Pour terminer la journée, nous décidons de visiter le musée Unterdenlinden qui est installé dans un magnifique cloître et héberge une collection de peintures (retables principalement), de Martin Schongauer, l’enfant du pays, ou d’autres peintres de l’époque gothique ou de la renaissance rhénane. J’aime particulièrement ces peintures qui évoquent les primitifs flamands et respirent la sérénité et la foi en un Dieu bienveillant qui veille sur ses ouailles avec amour et tolérance. Schongauer a envahi les églises au XVIe siècle comme Bartholdi, autre enfant du pays, a envahi les lieux publiques de ses statues plus ou moins monumentales. Une statue de la Liberté a même été implantée au centre d’un rond-point dans les quartiers commerciaux de la périphérie. Personne n’oubliera le sculpteur du Lion de Belfort et de la statue de la Liberté de New York, mais nombreux sont ceux qui passeront à côté des œuvres de Schongauer, et pourtant… nous ne sommes pas critique d’art donc nous en resterons là.
Comme dans toute bonne visite, il faut garder le meilleur pour la fin, nous avons donc réservé notre dernière visite au fameux retable d’Issenheim exécuté au XVIe siècle par Grünewald.
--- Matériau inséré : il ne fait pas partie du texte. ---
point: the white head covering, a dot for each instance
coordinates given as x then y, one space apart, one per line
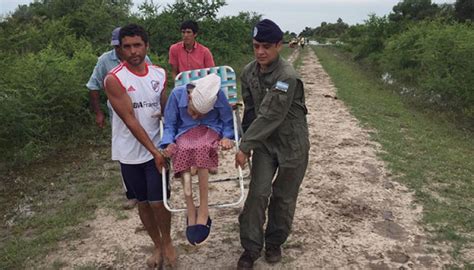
204 95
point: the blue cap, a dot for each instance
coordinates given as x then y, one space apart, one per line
267 31
115 37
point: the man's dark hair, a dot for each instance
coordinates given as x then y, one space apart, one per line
132 30
190 25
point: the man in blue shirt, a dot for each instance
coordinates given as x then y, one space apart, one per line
106 62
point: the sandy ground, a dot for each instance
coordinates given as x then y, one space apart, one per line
350 214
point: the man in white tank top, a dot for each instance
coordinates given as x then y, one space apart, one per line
135 90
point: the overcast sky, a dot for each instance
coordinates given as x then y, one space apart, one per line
291 15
Il se compose d’une sculpture en bas-relief entourée de deux panneaux fixes peints sur bois, sur lesquels viennent s’articuler deux autres panneaux mobiles de chaque côté de la sculpture, ce qui aboutit à une sculpture, deux panneaux fixes et deux volets peints sur les deux faces, donc dix tableaux et toute une série de variantes selon l’ouverture et la fermeture des différents panneaux, en fonction des diverses périodes du calendrier liturgique. Il faut ajouter à cela, une prédelle qui, elle aussi, peut être ouverte ou fermée et offrir d’autres possibilités encore. Le sujet de ce polyptique est évidemment religieux et reprend les thèmes habituels qu’on trouve dans de nombreuses églises. Il accorde une large place à Saint Antoine, car il provient d’une église des Antonins à Issenheim, comme son nom l’indique. Une œuvre rare, un joyau, un chef d’œuvre, le vocabulaire manque pour désigner cet admirable ouvrage.
Gavés d’image mais l’estomac léger, nous décidons de quitter Colmar et de faire un petit détour par Sélestat avant de prendre la route du retour. Ce dimanche soir, la petite ville est calme, même déserte et un peu endormie, il est difficile de trouver un restaurant ouvert et pourtant cette ville a quelques éléments de patrimoine qui méritent le détour. Le restaurant déniché, sur le boulevard ceinturant la cité, est tout à fait convenable et nous y mangeons même fort bien, car en Alsace la chair est bonne. Il faut s’ouvrir l’appétit avant d’affronter un séjour dans cette province.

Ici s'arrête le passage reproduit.